Suponiendo que el Artículo 50 tenga marcha atrás, y que los británicos (esta vez con mayor participación de los jóvenes que se abstuvieron en 2016, y cuando las encuestas indican que ahora hay una mayoría del 54% a favor de Permanecer, aún no decisiva) decidieran quedarse, ¿qué escenario se abriría entonces para la UE y para el Reino Unido? Para empezar, sería un gran triunfo para la idea europea, que ganaría fuerza y estabilidad. También para el modo de negociar de Bruselas, con la Comisión y el comisario Barnier habiendo llevado la voz cantante de un frente unido que no acepta que se troceen a conveniencia del saliente las cuatro libertades del mercado único (libre circulación de bienes, capitales, servicios y personas). Sobre todo, una victoria de la racionalidad económica y política. El Brexit resulta costoso tanto para el Reino Unido como para el resto de la UE. Y cada vez queda más claro que no parece haber solución plena que conjugue la unidad del Reino Unido, su no participación plena en la unión aduanera comunitaria (pero para ese viaje no eran necesarias estas alforjas) y la falta de una frontera física entre Irlanda del Norte y la República para no poner en peligro los logros del proceso de paz.
Dicho esto, la opción de Permanecer no está exenta de problemas para la UE. Podría resultar tóxica para la política doméstica británica. Y para la exterior, la europea, permanecería un Reino Unido dividido, y por tanto poco llevado a apoyar avances importantes en Europa. No por quedarse se va a volver ferviente europeísta. Claro que el resto de la UE está cada vez más fragmentado, y no son sólo los británicos los que rechazan el concepto de una “unión cada vez más estrecha” entre los pueblos de Europa. Ello a pesar de que, en términos de transposición del derecho comunitario, los británicos han sido siempre más cumplidores y leales que muchos otros, incluidos los españoles.

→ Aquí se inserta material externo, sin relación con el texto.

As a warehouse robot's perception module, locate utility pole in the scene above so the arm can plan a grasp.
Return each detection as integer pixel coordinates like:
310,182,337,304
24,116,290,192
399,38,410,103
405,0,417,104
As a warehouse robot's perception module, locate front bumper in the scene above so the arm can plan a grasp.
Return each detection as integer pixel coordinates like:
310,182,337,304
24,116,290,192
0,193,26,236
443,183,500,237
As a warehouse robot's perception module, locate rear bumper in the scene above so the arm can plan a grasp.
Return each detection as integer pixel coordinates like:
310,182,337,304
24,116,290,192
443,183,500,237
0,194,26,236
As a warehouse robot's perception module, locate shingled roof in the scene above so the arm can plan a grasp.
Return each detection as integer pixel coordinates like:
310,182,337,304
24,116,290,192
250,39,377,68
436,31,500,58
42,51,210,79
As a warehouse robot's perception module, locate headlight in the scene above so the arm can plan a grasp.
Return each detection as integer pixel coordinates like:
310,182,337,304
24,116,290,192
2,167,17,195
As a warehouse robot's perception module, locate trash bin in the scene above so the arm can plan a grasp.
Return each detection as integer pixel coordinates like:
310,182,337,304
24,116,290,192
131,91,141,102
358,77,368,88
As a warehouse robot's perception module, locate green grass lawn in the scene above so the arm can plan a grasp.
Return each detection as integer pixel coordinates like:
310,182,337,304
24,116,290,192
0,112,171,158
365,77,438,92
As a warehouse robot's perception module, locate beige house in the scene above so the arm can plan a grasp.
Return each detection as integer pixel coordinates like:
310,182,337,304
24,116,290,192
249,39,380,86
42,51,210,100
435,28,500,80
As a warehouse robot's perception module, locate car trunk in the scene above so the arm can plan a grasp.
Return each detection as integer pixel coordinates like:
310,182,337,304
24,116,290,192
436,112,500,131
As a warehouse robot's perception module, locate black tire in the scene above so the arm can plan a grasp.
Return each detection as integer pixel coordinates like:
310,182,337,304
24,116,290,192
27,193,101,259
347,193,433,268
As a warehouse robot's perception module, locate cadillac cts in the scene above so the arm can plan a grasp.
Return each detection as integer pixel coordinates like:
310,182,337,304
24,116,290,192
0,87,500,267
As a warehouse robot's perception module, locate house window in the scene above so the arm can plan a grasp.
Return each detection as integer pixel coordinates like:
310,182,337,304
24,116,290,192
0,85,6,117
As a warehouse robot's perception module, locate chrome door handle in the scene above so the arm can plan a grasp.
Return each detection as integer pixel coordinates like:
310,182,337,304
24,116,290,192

Si el Brexit ha actuado de acicate para que la UE avanzara, modestamente, en algunos terrenos en los que los británicos ponían trabas, como la defensa, la atención política de los dirigentes de los 28 podría girar para centrarse en la nueva acomodación del Reino Unido, aunque éste no pudiera dictar condiciones. Pero conociendo a los británicos, en seguida construirían una agenda de reforma de la UE, atractiva para una parte importante de los Estados miembros, no para los más europeístas.
Los calendarios son apretados, pero si se decidieran antes de marzo próximo, los británicos volverían a participar en las elecciones europeas, en mayo de 2019, cuando el resto ya ha pactado un nuevo reparto de escaños. La frustración del Brexit podría en esos comicios resucitar al Partido de la Independencia del Reino Unido (UKIP) y a los fervorosos del Brexit en el Partido Conservador, reforzando la presencia de euroescépticos y xenófobos, que se va a incrementar notablemente en la próxima Eurocámara.
También podría esperarse, como sugiere Neal Lawson, una nueva agenda nacional que respondiera a las causas del voto por el Brexit en 2016: culturales, demográficas (incluyendo la inmigración), de injusticia social, democráticas, territoriales y económicas. Es a lo que juega Corbyn con un discurso radical, que va ganando puntos, como reconoce hasta parte de la prensa conservadora.